US 12,080,428 B1
Machine intelligence-based prioritization of non-emergent procedures and visits
Zeeshan Syed, Cupertino, CA (US); Devendra Goyal, San Francisco, CA (US); and Zahoor Elahi, Plano, TX (US)
Assigned to Health at Scale Corporation, San Jose, CA (US)
Filed by Health at Scale Corporation, San Jose, CA (US)
Filed on Sep. 10, 2021, as Appl. No. 17/472,455.
Claims priority of provisional application 63/076,826, filed on Sep. 10, 2020.
Int. Cl. G16H 50/20 (2018.01); G06Q 40/08 (2012.01); G16H 10/60 (2018.01); G16H 40/20 (2018.01); G16H 50/30 (2018.01); G16H 50/70 (2018.01)
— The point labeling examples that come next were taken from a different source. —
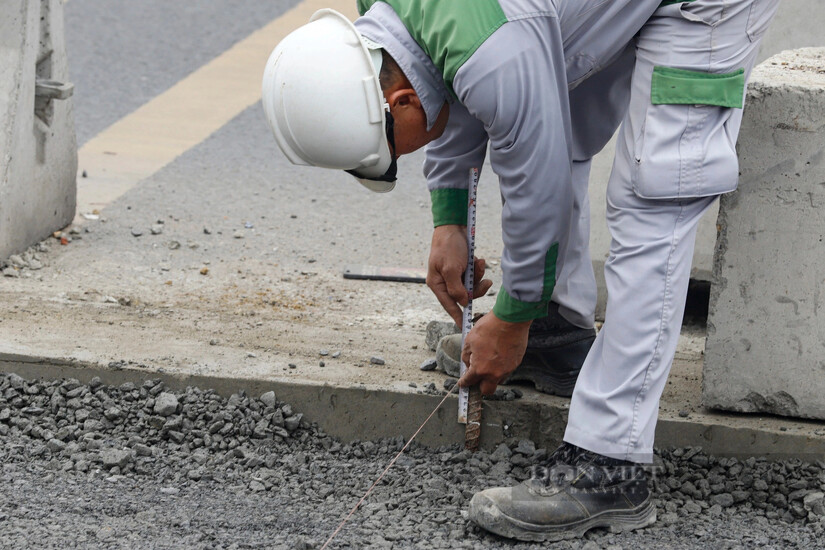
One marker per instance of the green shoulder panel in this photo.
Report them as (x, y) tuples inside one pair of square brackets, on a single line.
[(449, 31)]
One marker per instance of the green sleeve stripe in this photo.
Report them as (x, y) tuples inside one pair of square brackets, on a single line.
[(364, 5), (449, 206), (677, 86), (512, 310), (550, 260), (669, 2)]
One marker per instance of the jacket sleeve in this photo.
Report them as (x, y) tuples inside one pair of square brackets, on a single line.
[(515, 85), (447, 166)]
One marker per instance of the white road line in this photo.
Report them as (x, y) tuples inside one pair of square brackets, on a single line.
[(143, 142)]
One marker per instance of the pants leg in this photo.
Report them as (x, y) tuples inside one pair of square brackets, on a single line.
[(597, 107), (672, 161)]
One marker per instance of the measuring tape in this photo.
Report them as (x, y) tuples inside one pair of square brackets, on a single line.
[(469, 279)]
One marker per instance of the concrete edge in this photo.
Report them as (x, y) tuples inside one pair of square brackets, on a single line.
[(369, 413)]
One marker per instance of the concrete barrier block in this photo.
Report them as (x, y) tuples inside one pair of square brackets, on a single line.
[(38, 150), (765, 350)]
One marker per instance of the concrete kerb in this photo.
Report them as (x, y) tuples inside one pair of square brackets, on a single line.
[(364, 413)]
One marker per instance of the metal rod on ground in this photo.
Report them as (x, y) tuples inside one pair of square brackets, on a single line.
[(469, 399)]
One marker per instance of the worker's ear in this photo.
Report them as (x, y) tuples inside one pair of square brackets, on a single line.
[(403, 97)]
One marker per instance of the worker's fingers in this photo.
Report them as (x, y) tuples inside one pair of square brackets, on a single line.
[(488, 387), (439, 288), (470, 378), (455, 285), (479, 268), (481, 288)]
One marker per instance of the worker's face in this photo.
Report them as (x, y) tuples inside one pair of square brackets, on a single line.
[(411, 121)]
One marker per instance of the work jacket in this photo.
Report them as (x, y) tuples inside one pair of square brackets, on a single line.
[(508, 69)]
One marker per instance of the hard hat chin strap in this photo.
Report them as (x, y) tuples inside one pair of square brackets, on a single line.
[(389, 175)]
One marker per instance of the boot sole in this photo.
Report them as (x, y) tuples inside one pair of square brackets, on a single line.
[(490, 518)]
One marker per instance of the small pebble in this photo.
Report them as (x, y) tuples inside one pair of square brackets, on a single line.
[(429, 364)]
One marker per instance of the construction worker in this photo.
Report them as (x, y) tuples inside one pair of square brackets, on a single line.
[(545, 83)]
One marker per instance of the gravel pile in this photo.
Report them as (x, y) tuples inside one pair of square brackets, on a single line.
[(142, 466)]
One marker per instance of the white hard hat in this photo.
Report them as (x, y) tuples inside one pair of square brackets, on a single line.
[(324, 103)]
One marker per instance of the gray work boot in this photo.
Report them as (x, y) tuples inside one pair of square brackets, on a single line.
[(556, 350), (577, 491)]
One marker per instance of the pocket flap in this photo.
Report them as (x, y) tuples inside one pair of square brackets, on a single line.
[(682, 87)]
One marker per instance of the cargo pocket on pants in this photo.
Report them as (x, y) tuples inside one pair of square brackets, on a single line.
[(685, 149)]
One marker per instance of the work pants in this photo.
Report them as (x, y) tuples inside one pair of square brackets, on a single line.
[(672, 161)]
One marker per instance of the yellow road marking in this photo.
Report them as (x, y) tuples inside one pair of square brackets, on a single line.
[(143, 142)]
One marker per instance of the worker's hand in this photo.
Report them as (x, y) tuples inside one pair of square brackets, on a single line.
[(492, 350), (445, 272)]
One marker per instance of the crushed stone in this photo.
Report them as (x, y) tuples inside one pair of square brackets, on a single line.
[(95, 466)]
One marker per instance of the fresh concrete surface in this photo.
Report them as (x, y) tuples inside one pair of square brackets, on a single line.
[(116, 305), (797, 24), (766, 329), (38, 155)]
CPC G16H 50/20 (2018.01) [G06Q 40/08 (2013.01); G16H 10/60 (2018.01); G16H 40/20 (2018.01); G16H 50/30 (2018.01); G16H 50/70 (2018.01)] 25 Claims
OG exemplary drawing
 
1. A computer-implemented method for using machine-learning to generate a medical recommendation, comprising:
receiving, by one or more processors, historical patient data and one or more historical risk values associated with a plurality of patients;
modifying, by the one or more processors, the historical patient data by:
computing one or more characteristics missing from the historical patient data, and
adding the computed one or more characteristics to the historical patient data to obtain augmented historical patient data;
training a machine-learning model by:
inputting the augmented historical patient data into the machine-learning model to obtain one or more estimated risk values, and
updating the machine-learning model based on a comparison of the one or more estimated risk values to the one or more historical risk values;
receiving, by the one or more processors, first patient data associated with a first patient;
modifying, by the one or more processors, the retrieved first patient data by:
computing a first set of characteristics missing from the retrieved first patient data, and
adding the computed first set of characteristics to the retrieved first patient data to obtain augmented first patient data;
receiving, by the one or more processors, second patient data associated with a second patient;
modifying, by the one or more processors, the retrieved second patient data by:
computing a second set of characteristics missing form the retrieved second patient data, and
adding the computed second set of characteristics to the retrieved second patient data to obtain augmented second patient data;
inputting the augmented first patient data into the trained machine-learning model to determine a first set of one or more risk values for the first patient;
inputting the augmented second patient data into the trained machine-learning model to determine a second set of one or more risk values for the second patient;
comparing the first set of one or more risk values and the second set of one or more risk values to determine a priority for distributing care to the first patient and the second patient; and
in accordance with the determination that the first patient has priority, generating a medical recommendation based on the priority, wherein the medical recommendation comprises an identification of a treatment for the first patient.